Thursday, June 9, 2011

The Truth About Lease Reaffirmation

By Kurt O'Keefe, Attorney at Law


Leases are their own animal under the bankruptcy code.

They are neither secured debt, nor unsecured debt.

They get their very own schedule, schedule G.

And the Bankruptcy Code provides that leases can be assumed or rejected.

Rejection, as you might have guessed, means nope, not interested, take your leased property back, don’t want it anymore.

The Chapter 7 discharge removes your personal liability for that lease, end of story.

How do you reject a lease?

Happens automatically if you do not assume it.

Now, maybe you rent where you live, or your car, and you want to keep it.

So, you assume the lease.

Sign an assumption, the creditor signs, you file it, and, the lease is assumed.

But that is NOT reaffirmation.

The bankruptcy code, 11 USC 524, sets out what has to be done to re-impose personal liability on a debtor for a pre-petition debt.

Does assuming a lease make you personally liable for that debt?

Can the lessor, the person or company on the other side of the lease, sue you for money if you default later?

Or do you also have to reaffirm a lease in order to be personally liable?

As with reaffirmations, lease assumptions must be entered into BEFORE the discharge.

This gives you at least 60 days after the 341 hearing, or creditors’ meeting, which is about a month after the case is filed.

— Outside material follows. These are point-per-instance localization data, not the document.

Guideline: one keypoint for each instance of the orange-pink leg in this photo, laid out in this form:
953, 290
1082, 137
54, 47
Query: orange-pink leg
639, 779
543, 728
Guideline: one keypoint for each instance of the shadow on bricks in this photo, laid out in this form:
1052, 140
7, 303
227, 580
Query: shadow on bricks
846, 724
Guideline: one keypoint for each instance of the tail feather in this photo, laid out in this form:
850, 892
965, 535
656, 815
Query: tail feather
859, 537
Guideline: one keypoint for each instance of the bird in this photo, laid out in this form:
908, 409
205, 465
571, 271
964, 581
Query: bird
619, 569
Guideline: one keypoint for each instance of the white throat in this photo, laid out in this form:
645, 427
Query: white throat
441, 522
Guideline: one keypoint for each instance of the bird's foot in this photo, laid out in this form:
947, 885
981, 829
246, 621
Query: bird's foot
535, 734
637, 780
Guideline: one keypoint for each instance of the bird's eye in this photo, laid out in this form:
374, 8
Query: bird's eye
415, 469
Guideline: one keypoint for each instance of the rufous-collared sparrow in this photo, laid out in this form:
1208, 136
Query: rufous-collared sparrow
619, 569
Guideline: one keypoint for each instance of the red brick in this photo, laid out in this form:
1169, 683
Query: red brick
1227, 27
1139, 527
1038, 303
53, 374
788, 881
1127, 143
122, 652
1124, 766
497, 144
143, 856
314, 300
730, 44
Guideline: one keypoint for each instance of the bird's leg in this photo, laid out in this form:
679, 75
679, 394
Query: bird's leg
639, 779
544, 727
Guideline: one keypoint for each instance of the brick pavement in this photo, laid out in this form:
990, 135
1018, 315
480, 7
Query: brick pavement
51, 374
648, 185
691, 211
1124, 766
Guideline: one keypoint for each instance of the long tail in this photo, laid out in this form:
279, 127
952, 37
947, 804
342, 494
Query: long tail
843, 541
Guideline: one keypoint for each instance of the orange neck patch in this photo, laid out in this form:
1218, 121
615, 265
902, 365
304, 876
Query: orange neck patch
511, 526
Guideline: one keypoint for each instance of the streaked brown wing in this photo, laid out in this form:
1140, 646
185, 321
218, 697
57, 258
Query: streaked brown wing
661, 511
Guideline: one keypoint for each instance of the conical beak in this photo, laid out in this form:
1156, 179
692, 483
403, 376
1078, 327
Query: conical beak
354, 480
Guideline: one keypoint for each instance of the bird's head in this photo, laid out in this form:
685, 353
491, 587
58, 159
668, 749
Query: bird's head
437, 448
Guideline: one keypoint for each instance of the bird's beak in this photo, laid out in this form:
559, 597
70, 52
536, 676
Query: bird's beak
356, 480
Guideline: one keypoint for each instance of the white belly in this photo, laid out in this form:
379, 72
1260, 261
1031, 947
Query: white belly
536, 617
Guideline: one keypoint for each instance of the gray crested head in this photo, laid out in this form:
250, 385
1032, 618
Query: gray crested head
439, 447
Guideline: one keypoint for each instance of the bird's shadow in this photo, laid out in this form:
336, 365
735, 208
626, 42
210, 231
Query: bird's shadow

Unlike reaffirmation agreements, a lease assumption does NOT have to be approved by the Court.

Some courts punted, allowing lease assumptions without addressing the issue of the debtor’s personal liability.

In In Re: Creighton, 2007 WL 541622 (Bankr.D.Mass.2007), the issue was squarely before the court, as the court had approved the lease assumption, with the notice that a reaffirmation agreement would be necessary for imposition of personal liability on the debtor.

So the creditor moved for reconsideration of that requirement, partly on the basis that the lease assumption included language imposing personal liability on the debtor.

That court, and most others, concluded that nothing in the 2005 Bankruptcy amendments changed the strict requirements for re-imposing personal liability on a debtor.

This holding was followed in the recent case of In re David W. EADER, 426 B.R. 164, (2010)

So, at least in most bankruptcy courts, assuming a lease does NOT make you personally liable again on that contract.